|
|
![]() |
| Endocrinologist Suzanne Jan de Beur, tracking the phosphate regulatory pathway |
In 1985, Jean Russell began experiencing bone and muscle pain so severe that she could hardly move. Doctors at the Northern Pennsylvania community hospital where she worked couldn’t make sense of her symptoms and attributed them to stress. For two years, Russell suffered. Then, in 1987, University of Pennsylvania doctors discovered small fractures throughout her body and diagnosed Russell with osteomalacia, a softening of bone. While vitamin D supplements kept the disease in check, Russell began having painful flare-ups. She consulted with Hopkins endocrinologist Suzanne Jan de Beur, M.D., who suspected that tiny tumors were the cause. Lab tests confirmed low phosphorous levels and oncogenic osteomalacia.
It’s cases like these, Jan de Beur says, that have prompted her to dive head first into research of this very rare but debilitating disease to improve detection and treatment. Too often oncogenic osteomalacia is missed, mistaken for arthritis, bone cancer or even emotional stress, and patients endure unbearable pain that could have been prevented.
“It’s pretty compelling how symptomatic these patients are and how long they go undiagnosed,” says Jan de Beur. “Yet, when we remove their tumors, the syndrome completely abates.”
Jan de Beur’s lab has been conducting an anthropological-like dig into the disease and why these tumors have such a profound effect on phosphate in the body. In patients, phosphate is lost in the urine because the kidneys fail to hold on to it. Something in the tumors is promoting phosphate loss, a factor known as phosphatonin.

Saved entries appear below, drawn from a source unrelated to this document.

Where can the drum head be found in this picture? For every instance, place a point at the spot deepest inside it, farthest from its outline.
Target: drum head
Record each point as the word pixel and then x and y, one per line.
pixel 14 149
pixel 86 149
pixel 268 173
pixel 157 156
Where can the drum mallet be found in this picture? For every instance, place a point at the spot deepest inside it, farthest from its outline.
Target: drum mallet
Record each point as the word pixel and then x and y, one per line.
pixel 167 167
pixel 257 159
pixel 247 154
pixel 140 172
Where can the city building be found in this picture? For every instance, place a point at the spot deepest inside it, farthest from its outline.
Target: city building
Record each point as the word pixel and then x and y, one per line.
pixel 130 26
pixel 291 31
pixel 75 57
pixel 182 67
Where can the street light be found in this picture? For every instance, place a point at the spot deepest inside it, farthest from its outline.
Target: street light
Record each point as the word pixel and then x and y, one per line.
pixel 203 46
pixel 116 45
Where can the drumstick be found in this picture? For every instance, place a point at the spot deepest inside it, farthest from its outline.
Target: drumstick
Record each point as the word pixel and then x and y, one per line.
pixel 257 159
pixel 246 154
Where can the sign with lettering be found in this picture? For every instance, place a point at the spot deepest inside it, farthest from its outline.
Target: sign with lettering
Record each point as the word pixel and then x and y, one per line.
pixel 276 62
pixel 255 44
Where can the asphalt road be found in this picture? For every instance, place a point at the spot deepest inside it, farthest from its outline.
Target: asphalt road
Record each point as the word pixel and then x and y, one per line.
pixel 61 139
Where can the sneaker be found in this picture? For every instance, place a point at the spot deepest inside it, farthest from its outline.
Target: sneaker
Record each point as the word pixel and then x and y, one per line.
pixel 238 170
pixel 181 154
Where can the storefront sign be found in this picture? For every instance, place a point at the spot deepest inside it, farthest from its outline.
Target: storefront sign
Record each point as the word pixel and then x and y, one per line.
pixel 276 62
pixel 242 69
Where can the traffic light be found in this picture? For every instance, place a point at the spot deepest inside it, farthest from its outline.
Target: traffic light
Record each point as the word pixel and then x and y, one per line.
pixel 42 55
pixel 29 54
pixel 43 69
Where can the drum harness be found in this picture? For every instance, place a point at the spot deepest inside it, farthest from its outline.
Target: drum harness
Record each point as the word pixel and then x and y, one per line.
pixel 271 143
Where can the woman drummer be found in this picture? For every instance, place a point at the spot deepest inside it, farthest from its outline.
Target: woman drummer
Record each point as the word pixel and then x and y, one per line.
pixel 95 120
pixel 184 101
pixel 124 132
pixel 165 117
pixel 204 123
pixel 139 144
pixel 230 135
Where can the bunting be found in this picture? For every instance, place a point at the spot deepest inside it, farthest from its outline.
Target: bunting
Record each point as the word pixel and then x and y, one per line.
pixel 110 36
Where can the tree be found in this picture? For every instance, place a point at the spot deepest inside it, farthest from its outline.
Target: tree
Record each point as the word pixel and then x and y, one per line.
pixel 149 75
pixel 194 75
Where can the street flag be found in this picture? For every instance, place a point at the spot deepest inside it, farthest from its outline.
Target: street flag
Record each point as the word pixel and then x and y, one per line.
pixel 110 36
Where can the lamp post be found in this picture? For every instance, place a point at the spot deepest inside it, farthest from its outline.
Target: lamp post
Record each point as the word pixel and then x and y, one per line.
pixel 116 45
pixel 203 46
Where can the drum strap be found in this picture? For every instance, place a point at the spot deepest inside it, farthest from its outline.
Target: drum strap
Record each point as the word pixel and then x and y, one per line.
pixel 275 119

The answer, Jan de Beur says, lies in the regulatory path of phosphate. But to get at it, she has taken a different tack. While researchers tend to target proteins by purifying and propagating the tumors, which can cause them to lose their activity, Jan de Beur is looking at how genes in the tumors are expressed. By comparing their expression profiles, her lab has been able to identify upregulated genes in the tumors that are key players in bone mineralization, matrix formation, mineral ion homeostasis – the building blocks of bones. Interestingly, Ja de Beur says, two highly expressed genes, PHEX and FGF-23, are mutated in congenital forms of hypophosphatemia, diseases marked by low levels of phosphate and osteomalacia.
“Perhaps these proteins are critical parts of the phosphate
regulatory pathway because they are found in a genetic form of phosphate
wasting,” Jan de Beur says. Noting that she and her colleagues have
demonstrated that FGF-23 can inhibit phosphate transport in kidney cells, Jan de
Beur adds, “Now we’re putting PHEX together with other upregulated genes,
including FGF-23, to see if it inactivates the molecule that inhibits phosphate
transport in kidney cells.”
The next step would be to infuse the protein into animal models and test whether they reabsorb phosphate. That would be the proof and principle that these genes inhibit phosphate transport.
“It would mean we’ve found the protein responsible for oncogenic osteomalacia, and an important regulator of phosphate in general,” Jan de Beur says. Such findings could possibly lead to therapies to increase phosphate to build weakened bones, or to lower phosphate in patients who retain it, many of whom suffer renal failure.